Monday, April 13, 2009

Bru na boinne and the Hill of Tara

Last Monday, I finally got to see Newgrange, an ancient tomb, and the Hill of Tara, which is an early medieval royal site--I'm not sure how else to explain it. It's actually exactly the type of thing that we've been looking at in my archaeology class: a bank-and-ditch enclosure, with more ditches signifying higher status, different 'levels' of enclosed space, and a strategic location overlooking three quarters of the country on a clear day (here's an aerial view, so you can see what the earthwork looks like as a whole). When you're actually on the hill, you can't really see the big picture; it just looks like the ground has turned to waves, and you're walking up and down a green surf. The landscape and the history on this trip were pretty spectacular, and Newgrange itself was so mysterious and creepy--but in a good way! I love the creepy stuff.
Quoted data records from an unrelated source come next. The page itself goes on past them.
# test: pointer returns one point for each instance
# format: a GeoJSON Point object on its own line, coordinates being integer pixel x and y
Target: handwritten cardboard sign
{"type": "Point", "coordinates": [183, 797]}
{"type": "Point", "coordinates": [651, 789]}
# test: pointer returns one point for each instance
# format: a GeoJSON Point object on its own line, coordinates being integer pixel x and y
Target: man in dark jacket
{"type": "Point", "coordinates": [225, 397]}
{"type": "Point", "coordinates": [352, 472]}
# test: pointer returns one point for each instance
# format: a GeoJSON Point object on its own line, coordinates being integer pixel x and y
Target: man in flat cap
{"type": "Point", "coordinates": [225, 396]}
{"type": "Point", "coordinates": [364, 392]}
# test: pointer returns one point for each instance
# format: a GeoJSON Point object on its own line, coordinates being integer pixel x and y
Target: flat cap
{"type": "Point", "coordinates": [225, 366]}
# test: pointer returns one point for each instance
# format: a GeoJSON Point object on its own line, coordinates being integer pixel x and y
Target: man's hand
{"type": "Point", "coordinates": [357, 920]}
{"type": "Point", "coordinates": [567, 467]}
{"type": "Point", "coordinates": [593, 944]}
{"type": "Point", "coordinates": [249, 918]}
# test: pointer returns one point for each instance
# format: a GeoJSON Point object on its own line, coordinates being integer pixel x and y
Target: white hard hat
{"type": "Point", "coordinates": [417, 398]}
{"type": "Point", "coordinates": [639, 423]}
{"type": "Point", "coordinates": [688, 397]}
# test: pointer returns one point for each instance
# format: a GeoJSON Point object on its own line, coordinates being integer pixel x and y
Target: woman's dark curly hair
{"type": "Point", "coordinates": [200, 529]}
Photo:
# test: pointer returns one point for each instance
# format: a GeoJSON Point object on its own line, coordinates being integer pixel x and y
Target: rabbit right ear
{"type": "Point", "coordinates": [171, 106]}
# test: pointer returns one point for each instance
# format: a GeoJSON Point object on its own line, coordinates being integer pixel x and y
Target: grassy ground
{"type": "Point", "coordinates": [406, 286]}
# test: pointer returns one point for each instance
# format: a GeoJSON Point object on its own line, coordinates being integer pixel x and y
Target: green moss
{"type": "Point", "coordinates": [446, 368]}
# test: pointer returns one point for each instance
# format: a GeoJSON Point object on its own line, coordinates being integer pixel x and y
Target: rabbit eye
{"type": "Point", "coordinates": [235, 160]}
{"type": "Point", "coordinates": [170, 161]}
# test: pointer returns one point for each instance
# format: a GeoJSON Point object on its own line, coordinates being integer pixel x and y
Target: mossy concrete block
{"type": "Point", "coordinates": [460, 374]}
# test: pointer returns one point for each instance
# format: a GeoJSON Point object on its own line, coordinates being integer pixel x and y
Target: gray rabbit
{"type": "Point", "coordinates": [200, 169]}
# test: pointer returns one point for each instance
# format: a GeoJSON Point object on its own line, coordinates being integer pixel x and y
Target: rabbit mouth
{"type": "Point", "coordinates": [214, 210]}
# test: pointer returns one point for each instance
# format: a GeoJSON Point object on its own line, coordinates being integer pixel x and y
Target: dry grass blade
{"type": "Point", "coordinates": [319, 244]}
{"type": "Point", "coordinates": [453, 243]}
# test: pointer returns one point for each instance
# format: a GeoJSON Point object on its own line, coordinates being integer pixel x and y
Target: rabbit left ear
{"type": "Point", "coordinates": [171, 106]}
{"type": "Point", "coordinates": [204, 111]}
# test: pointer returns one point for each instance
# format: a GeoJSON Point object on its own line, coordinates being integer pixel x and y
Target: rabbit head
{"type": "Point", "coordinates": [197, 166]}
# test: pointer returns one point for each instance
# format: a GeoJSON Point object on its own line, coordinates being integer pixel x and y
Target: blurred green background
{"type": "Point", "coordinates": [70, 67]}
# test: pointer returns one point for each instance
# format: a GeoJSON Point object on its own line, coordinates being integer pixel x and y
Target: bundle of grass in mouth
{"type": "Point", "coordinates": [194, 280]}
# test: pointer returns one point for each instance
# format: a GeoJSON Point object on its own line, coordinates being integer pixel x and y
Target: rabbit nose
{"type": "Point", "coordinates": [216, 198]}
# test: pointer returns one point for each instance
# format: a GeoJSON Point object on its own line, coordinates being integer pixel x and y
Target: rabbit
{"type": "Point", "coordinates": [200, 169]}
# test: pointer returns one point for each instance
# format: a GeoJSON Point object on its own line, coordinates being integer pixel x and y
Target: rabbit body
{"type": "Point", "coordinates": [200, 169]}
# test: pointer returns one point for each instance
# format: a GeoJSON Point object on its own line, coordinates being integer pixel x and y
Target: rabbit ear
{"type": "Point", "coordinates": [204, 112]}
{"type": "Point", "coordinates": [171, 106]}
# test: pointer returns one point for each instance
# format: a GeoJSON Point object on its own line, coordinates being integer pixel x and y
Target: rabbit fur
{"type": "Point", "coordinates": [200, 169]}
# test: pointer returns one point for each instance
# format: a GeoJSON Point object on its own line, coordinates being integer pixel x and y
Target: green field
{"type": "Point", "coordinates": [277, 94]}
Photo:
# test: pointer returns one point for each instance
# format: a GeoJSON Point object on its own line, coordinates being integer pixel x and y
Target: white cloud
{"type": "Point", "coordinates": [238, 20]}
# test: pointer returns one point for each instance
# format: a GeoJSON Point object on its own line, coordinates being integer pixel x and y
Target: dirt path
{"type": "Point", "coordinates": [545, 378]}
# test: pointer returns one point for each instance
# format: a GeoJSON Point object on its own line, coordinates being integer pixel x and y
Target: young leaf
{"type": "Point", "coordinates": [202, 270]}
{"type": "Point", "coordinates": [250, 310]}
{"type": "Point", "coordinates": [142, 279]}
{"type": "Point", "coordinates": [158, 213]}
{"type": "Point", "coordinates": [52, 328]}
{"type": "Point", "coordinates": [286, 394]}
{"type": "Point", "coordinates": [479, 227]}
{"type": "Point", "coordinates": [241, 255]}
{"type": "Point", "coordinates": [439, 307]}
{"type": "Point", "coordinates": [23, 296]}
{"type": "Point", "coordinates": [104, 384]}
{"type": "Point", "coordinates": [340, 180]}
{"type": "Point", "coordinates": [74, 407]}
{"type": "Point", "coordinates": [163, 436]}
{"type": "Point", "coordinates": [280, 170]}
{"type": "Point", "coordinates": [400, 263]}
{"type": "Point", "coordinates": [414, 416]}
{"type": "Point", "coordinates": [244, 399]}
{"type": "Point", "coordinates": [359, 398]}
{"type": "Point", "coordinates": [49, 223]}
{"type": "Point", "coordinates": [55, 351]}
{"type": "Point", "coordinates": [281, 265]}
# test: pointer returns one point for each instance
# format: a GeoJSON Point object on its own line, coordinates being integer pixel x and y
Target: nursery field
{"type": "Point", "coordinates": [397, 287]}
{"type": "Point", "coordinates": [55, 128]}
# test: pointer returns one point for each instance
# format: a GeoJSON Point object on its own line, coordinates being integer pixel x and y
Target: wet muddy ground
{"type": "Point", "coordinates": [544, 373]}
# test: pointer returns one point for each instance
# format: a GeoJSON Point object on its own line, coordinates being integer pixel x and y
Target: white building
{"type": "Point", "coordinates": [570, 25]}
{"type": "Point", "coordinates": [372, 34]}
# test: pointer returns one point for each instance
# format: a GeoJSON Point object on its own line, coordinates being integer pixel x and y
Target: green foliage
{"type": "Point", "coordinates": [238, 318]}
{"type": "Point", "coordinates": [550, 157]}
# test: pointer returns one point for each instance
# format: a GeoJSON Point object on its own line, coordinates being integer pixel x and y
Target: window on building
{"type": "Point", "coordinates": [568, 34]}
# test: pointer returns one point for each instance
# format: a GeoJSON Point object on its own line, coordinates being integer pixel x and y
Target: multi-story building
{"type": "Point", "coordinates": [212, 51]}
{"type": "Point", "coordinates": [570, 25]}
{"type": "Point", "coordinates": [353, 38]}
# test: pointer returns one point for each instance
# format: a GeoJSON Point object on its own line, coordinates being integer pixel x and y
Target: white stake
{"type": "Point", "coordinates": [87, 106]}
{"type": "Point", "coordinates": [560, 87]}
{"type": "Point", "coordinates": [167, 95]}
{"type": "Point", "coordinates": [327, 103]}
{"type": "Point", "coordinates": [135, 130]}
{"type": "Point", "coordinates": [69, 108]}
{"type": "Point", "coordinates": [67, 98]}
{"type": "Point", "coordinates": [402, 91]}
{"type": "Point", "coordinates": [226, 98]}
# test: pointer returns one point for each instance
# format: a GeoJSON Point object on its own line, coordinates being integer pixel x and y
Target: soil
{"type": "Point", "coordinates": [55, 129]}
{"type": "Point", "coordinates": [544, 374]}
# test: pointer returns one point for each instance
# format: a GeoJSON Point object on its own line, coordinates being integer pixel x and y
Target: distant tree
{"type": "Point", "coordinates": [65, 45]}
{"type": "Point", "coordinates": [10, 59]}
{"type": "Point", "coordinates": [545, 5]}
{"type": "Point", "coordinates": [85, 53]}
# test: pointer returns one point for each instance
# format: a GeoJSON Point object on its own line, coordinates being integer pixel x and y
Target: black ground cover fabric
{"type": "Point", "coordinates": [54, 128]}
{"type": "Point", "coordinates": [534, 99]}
The tomb actually reminded me of the Ancient American shamanic artwork that I studied last semester. I wonder if archaeologists have considered that Newgrange may have been the product of a visionary culture? Dichotomies of light/dark, male/female, life/death, and white/black are obvious in the construction, as are themes of fertility/seasons/birth/rebirth, but for me the biggest clue was the recurrence of spirals and zigzags. The guide told us that people have guessed that they are a form of writing, or artwork. Spirals and zigzags are actually really important in shamanic art, because they (along with other motifs like lattices and tunnels) reflect the visionary consciousness; when a person goes into trance, those symbols are part of the first stage of the vision, while spirals themselves are also very eye-like. Inside the tomb, in one of the three niches, there was also a shallow basin that the guide suggested as a place to hold the dead, or possibly to collect blood from a sacrifice--but what about a hallucinogenic substance? Shamanic cultures often associate basins or metates with fertility and visions, and after all, Newgrange is a tomb where people came (perhaps) to journey to the world of the dead...just like having a vision and travelling to the underworld.

It sounds like I'm really going out on a limb here, but there were just so many similarities between Newgrange and Ancient American structures like Chavin de Huantar. They both incorporate the same dichotomies that I already explained, use the concept of difficult entrance and intimidation, and there is a strange similarity between the phallic Lanzon and the spear of light that pierces the interior of Newgrange at every winter solstice. I could say so much more, but I'd like to refrain from treating this blog like an art history paper. I think Newgrange can speak for itself!

side view of Newgrange--mound with a stone facade
the 'difficult' entrance--you had to climb over that rock in order to enter
the stone facade, reconstructed from the original materials at the site. white/black, light/dark, anyone? plus the black stones are EGG-shaped (as is the mound of Newgrange itself)
the kerbstones surrounding the structure
a kerbstone with spirals and zigzags
kerbstone pattern
small mound at the Hill of Tara
it still has a pretty cool view
bank, ditch, bank, ditch, bank...
there was no one there to explain this...but it looks pretty cool. I'm guessing that the pattern on the ground isn't original to the site.
overlooking all of Ireland--on a clear day. But of course, it rained for us.

1 comment:

  1. Just a note... the standing rock with the pattern on the ground... according to Wikipedia and such, that's the Stone of Destiny... where the High Kings of Ireland would be crowned. I'd love to know how to find this on a map of Ireland, as I'm planning my honeymoon there. Great photos, by the way!!